Ok. Words. Tinkle, booboo, wee wee, ouchie, hoohaw… and it grates on me. It’s not just shows, obviously people do this too, and I don’t understand this.
Mystifying. Give the kids some credit.
I have a hard time stomaching giving names to your genitals – Jesus, I see ADULTS doing this – on the covers of magazines there it is : VAJAYJAY.
REALLY. You are a grown woman and you… Really?
Here is where I’m coming from. My parents taught us to say Pitoune for vagina, and Pissette for penis. These words make me *intensely* uncomfortable because I equate that with my parent’s inability to be comfortable teaching us about our bodies. I equate that with the attitude that rubbed off from my mother onto me – that I should be shy and ashamed of my body and never be able to talk about it honestly and freely.
Cat – I LOVE you. I understand. You grew up in the fifties, man. You grew up with that kind of attitude times ten and it’s hard to shake and you did the best that you could – which was way better than a lot of parents can muster. But you can’t deny that you had trouble talking to me about this stuff – and when you did you were always visibly uncomfortable and I knew it from a very young age.

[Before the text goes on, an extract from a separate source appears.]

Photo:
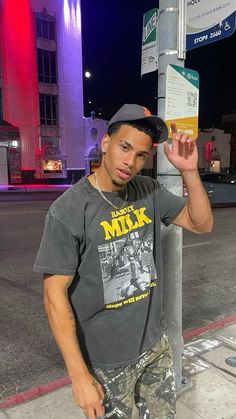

You could call this an “issyoo” complete with air quotes. I’m being honest here, because ok maybe using cutesy name for your genitals or for your kids genitals is harmless. I don’t know, I’m not a psychologist, and I’m talking about my own experience and feelings here. But I think it might be counterproductive. My kid loves to be naked, and at playgroup she’s started noticing dolls and taking their clothes off and then dancing them around in joy – the way she does – because they’re so happy to be naked. Some of the dolls are anatomically correct and it made one of the women there titter and she told Éowyn that it was called something… I can’t remember what. Éowyn thought about it and then came back to me and said “MAMA! Wook issa ___!”
Ok. So… NOW. My kid thinks that a penis is called a ding dong or something. Like… actually thinks that that is what it’s called AND OH MY GOD IT MAKES MY BRAIN HURT. Why… would you even do that? It’s dumb. It’s a penis. And that’s what I told her and that’s what she went off chanting and singing to the baby.
It’s not the biggest fucking deal in the world but it’s a big pet peeve of mine, especially when someone gets her to latch on to some dumb baby word before I can teach her the real thing. Drives. Me. Nuts.